Enforcement against a related third-party can be considered in circumstances where the Award Debtor is a holding company of an asset-rich or receivable-rich subsidiary. However, separate corporate personality is the biggest obstacle to an attempt to enforce an arbitral award against a third-party entity as opposed to an insolvent Award Debtor. Most Commonwealth jurisdictions still uphold the sanctity of the separate corporate personality of a company save in very limited exceptional scenarios.

 

One of the ways in which one can attempt to enforce an arbitral Award against the assets of a related third-party, such as a subsidiary of the Award Debtor, is by placing the parent holding company in liquidation, administration or receivership, which allows the IP to take control of the board of the parent company, which in turn controls the board and assets of the asset or receivable rich subsidiary.

 

Courts may also issue tracing, preservation and vesting orders against the assets of subsidiaries or special purpose vehicles (SPVs) of an insolvent holding company that is an Award Debtor on grounds that the funds that were paid by creditors to the Award Debtor were fraudulently invested in the subsidiaries and SPVs and the Award Debtor was merely a shell.

 

Courts may also pierce the corporate veil of an Award Debtor and its subsidiaries in the case where it can be demonstrated that an Award Debtor fraudulently diverted or transferred its assets to related third party entities just before or in the course of the arbitral proceedings with a view to defeating or frustrating the enforcement of a valid arbitral Award against the Award Debtor.

 

iii.  The Appointment of an Equitable Receiver

The Civil Procedure Rules of most Commonwealth countries al- low for the appointment of an equitable receiver over any property of the Award Debtor (assuming that recognition of the Award has been granted and it is now a Decree of the Court) where it is just and equitable to do so.
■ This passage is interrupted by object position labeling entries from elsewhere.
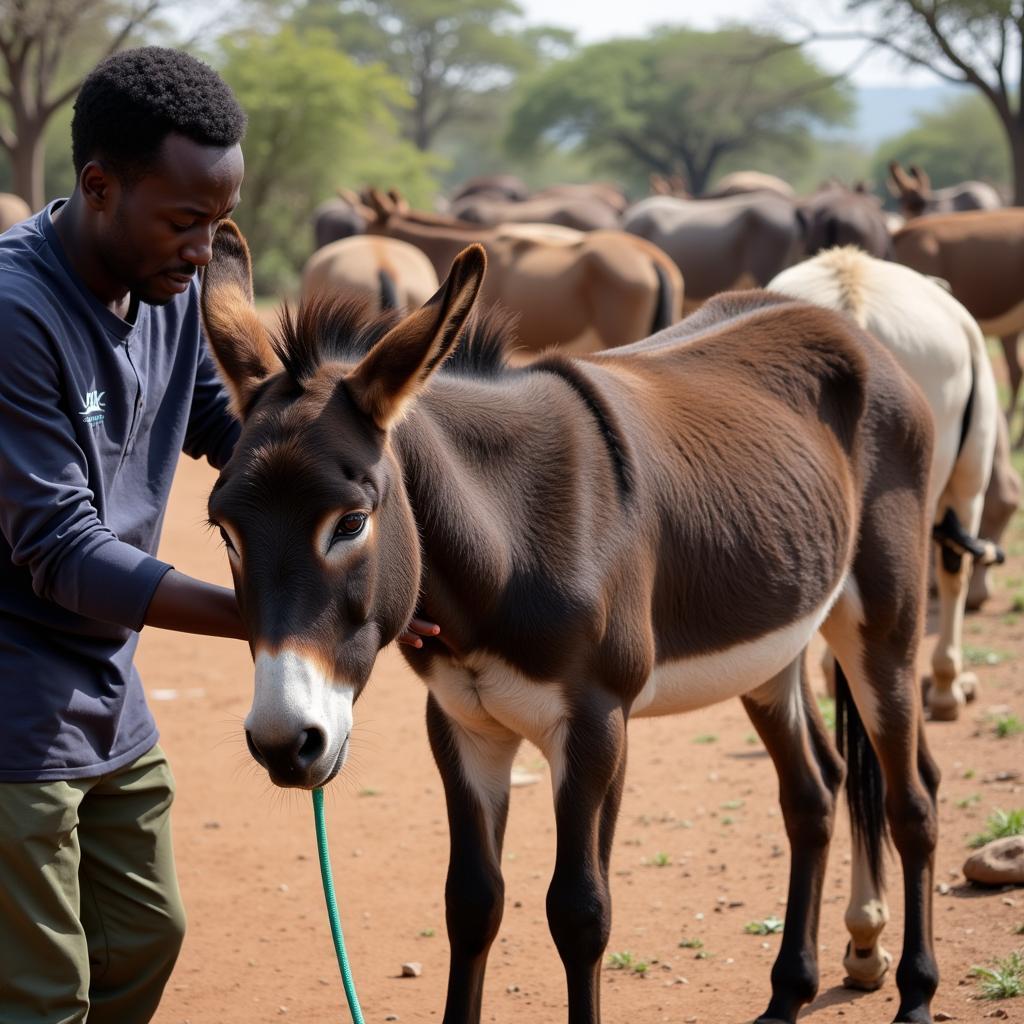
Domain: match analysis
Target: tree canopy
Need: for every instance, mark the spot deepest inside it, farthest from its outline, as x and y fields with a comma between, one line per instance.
x=979, y=43
x=680, y=100
x=454, y=55
x=962, y=142
x=46, y=47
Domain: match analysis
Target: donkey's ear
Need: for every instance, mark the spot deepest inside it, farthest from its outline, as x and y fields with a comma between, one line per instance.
x=903, y=182
x=382, y=205
x=924, y=182
x=397, y=368
x=238, y=338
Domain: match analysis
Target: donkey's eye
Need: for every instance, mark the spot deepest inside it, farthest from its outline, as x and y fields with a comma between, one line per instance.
x=349, y=525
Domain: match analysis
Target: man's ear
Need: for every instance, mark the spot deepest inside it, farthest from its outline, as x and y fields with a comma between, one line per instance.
x=238, y=338
x=391, y=375
x=95, y=185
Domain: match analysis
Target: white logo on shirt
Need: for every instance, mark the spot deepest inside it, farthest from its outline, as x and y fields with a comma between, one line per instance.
x=92, y=407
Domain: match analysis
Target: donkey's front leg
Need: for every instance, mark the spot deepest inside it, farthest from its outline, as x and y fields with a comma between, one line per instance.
x=588, y=783
x=810, y=773
x=475, y=768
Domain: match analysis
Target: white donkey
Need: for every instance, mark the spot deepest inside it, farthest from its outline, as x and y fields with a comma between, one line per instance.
x=941, y=347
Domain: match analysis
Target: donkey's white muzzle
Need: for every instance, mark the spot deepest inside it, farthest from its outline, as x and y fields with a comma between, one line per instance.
x=300, y=720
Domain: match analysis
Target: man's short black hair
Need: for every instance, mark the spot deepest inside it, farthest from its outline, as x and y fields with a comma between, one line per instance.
x=131, y=101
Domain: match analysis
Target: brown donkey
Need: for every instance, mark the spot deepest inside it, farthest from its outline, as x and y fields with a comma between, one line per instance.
x=640, y=531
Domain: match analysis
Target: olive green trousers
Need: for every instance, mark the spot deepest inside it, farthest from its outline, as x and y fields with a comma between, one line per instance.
x=90, y=914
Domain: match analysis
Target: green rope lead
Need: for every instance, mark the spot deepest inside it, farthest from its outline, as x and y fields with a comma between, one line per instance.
x=332, y=908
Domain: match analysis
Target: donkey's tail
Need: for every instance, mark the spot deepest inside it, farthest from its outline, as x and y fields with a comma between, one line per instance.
x=389, y=290
x=864, y=785
x=665, y=307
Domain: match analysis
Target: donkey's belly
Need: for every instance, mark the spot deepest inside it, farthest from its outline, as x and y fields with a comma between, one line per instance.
x=688, y=683
x=484, y=693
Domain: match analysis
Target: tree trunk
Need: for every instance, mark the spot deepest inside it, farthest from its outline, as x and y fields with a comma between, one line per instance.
x=1016, y=133
x=27, y=162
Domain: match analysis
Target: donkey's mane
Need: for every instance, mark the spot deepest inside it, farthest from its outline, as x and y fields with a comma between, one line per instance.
x=329, y=328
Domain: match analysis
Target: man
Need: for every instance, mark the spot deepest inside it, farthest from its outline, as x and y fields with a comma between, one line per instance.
x=104, y=379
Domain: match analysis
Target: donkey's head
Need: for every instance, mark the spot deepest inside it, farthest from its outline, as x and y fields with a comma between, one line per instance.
x=913, y=190
x=311, y=507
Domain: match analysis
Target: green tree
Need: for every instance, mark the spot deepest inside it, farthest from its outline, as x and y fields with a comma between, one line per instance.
x=454, y=55
x=316, y=120
x=680, y=100
x=964, y=141
x=972, y=42
x=46, y=47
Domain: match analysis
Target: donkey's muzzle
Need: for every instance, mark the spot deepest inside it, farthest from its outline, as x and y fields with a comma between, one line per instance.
x=290, y=763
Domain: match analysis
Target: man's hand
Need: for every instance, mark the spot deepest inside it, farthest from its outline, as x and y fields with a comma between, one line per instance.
x=418, y=628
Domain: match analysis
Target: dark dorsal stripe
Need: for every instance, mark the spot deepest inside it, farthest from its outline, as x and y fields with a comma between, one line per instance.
x=388, y=290
x=607, y=425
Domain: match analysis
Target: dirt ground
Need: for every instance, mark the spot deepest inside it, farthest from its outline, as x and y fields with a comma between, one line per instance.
x=700, y=850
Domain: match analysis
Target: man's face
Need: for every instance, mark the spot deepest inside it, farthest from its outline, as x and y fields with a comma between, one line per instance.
x=160, y=227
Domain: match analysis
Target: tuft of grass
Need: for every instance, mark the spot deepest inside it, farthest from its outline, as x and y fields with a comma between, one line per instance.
x=1000, y=824
x=974, y=654
x=769, y=926
x=827, y=708
x=625, y=961
x=1008, y=725
x=1004, y=980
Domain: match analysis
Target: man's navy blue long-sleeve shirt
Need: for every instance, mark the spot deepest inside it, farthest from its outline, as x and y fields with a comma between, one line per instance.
x=94, y=412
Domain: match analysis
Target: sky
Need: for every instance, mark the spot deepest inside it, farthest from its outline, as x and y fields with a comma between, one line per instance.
x=597, y=19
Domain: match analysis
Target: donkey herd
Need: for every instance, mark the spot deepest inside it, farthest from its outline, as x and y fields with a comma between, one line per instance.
x=497, y=419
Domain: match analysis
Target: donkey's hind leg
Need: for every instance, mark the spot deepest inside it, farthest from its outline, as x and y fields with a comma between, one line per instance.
x=587, y=799
x=960, y=508
x=875, y=632
x=475, y=769
x=810, y=773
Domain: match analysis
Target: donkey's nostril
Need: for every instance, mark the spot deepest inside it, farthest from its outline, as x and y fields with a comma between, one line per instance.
x=254, y=750
x=310, y=745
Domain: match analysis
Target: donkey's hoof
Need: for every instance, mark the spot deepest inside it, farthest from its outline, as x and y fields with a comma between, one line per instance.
x=944, y=705
x=970, y=685
x=866, y=969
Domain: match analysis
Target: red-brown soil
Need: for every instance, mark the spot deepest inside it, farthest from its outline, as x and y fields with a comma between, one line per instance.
x=700, y=793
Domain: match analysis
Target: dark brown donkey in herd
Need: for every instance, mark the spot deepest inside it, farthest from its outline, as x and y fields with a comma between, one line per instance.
x=640, y=531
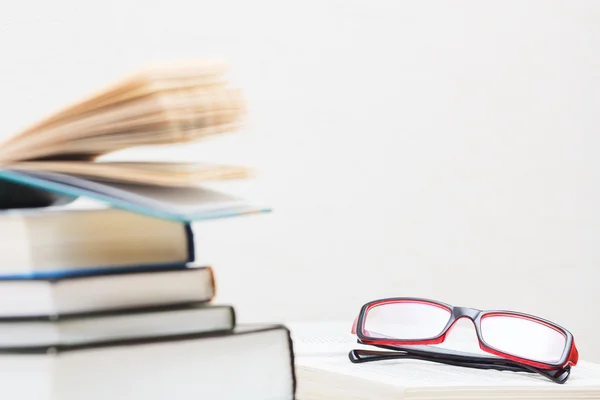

In this case, one may apply for attachment or a charge and collection of dividends of the shares held by the Award Debtor in an asset or receivable rich subsidiary.

 

Upshot

Based on the foregoing, it is plausible for an Award Creditor to enforce an arbitral Award by instituting insolvency proceedings against the Award Debtor or its asset or receivable-rich related third-parties; and through the appointment of an equitable receiver.

 

Whatever means of enforcement are eventually resorted to, an Award Creditor is better placed when it has various viable options available to it, as it through the exercise of such options that the fruits of the Award might ultimately be realised.